Ariane Ascaride, actrice fétiche de Guédiguian et femme engagée

Ariane Ascaride, actrice fétiche de Guédiguian et femme engagée
AFP

Ariane Ascaride, récompensée samedi par le prix d’interprétation à la Mostra de Venise pour son rôle de mère courage dans « Gloria Mundi », est une femme engagée et l’actrice fétiche de Robert Guédiguian, avec qui elle a travaillé sur vingt films depuis les années 80.

« Je suis petite fille d’émigrés italiens, qui sont partis pour chercher une vie meilleure et fuir la misère », a raconté en italien l’actrice de 64 ans, émue, en recevant son prix.
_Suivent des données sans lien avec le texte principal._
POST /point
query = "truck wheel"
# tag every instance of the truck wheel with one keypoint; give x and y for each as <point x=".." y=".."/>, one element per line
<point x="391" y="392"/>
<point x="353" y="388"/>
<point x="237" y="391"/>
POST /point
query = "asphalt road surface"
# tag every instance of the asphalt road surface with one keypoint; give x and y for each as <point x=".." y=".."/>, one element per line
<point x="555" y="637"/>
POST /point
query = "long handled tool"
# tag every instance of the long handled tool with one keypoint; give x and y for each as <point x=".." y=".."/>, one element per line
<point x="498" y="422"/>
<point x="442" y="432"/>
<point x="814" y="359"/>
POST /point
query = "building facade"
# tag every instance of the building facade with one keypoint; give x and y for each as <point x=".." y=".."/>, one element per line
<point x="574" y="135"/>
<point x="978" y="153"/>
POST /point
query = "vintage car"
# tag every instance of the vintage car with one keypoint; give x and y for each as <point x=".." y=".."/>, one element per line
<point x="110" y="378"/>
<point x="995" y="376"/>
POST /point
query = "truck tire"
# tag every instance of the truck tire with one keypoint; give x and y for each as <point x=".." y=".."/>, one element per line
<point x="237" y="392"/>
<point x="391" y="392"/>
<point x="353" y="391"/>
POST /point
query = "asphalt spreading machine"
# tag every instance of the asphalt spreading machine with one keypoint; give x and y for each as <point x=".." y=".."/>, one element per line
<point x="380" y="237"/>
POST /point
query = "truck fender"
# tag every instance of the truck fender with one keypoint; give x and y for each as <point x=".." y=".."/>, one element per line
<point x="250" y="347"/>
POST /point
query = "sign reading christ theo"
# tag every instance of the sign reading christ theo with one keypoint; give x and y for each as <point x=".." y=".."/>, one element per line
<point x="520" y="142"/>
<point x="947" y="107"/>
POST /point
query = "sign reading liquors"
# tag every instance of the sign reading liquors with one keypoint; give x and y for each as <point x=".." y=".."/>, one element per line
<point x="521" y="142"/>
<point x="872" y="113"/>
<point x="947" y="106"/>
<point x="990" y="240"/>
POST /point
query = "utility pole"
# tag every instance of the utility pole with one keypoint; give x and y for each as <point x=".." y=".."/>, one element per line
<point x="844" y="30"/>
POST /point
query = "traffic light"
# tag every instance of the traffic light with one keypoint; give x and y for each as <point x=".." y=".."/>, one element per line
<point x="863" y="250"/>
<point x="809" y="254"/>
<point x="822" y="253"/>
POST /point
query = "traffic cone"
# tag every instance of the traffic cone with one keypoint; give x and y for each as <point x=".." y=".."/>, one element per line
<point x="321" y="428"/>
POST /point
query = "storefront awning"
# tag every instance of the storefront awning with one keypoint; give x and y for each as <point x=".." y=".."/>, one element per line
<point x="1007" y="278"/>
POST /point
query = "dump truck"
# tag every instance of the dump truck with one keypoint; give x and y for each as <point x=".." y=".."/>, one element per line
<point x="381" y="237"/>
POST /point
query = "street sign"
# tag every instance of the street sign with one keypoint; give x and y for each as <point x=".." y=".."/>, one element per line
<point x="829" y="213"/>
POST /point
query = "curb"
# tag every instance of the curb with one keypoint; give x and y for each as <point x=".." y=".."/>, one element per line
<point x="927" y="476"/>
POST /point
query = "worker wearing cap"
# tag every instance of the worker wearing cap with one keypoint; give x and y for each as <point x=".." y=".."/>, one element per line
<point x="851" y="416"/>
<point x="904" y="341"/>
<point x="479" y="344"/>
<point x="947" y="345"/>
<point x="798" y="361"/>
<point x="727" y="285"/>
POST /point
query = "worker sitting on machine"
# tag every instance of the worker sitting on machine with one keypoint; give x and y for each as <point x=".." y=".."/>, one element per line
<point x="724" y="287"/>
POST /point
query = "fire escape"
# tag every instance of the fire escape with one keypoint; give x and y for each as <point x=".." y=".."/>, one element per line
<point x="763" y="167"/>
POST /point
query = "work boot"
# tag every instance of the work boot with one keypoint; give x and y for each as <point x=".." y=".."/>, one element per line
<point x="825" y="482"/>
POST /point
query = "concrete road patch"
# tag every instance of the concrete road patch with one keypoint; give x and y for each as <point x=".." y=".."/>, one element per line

Ajoutant que c’était un prix qui lui donnait « la possibilité de retrouver ses racines », elle l’a dédié aux migrants morts en mer, « ceux qui vivent pour l’éternité au fond de la Méditerranée ».

Dans « Gloria Mundi », film sombre qui décrit les dérives de l’ultralibéralisme et l’individualisme de la société d’aujourd’hui, elle incarne Sylvie, femme de ménage sur des bateaux à Marseille, qui refuse de faire la grève et veut tout faire pour aider sa famille.

Alors que sa fille Mathilda (Anaïs Demoustier), qu’elle a élevée seule, vient d’avoir un bébé, une série de revers va faire basculer cette famille précaire dans la galère.

« Elle est en survie. C’est quelqu’un qui veut avant tout que sa famille puisse continuer à exister, qu’on ne tombe pas de Charybde en Scylla », a-t-elle expliqué à l’AFP au sujet de son personnage.

« C’est quelqu’un qui se bat, mais qui se bat d’une manière complètement individuelle, avec son instinct », avait ajouté l’actrice, qui n’a pas hésité à chanter l’hymne du Parti communiste italien lors de la conférence de presse. « Les gens ont compris qu’on est de gauche », avait alors plaisanté l’acteur Jean-Pierre Darroussin.

Née le 10 octobre 1964 à Marseille, fille d’une employée de bureau et d’un représentant en cosmétiques, Ariane Ascaride étudie la sociologie à l’université d’Aix-en-Provence. Là, elle s’engage dans le syndicat étudiant UNEF, et rencontre il y a plus de 40 ans Robert Guédiguian, qui deviendra son mari.

« Je ne serai pas arrivé là si Ariane n’était pas venue faire une intervention syndicale dans mon amphithéâtre », racontait le cinéaste au journal Le Monde, expliquant qu’il l’avait ensuite suivie à Paris.

Un César en 1998

Entrée au Conservatoire de Paris, elle débute ensuite au théâtre en 1970 dans les pièces de son frère Pierre Ascaride. Elle se dirige ensuite vers le cinéma, où elle joue son premier véritable rôle dans « La Communion solennelle » (1977) de René Féret.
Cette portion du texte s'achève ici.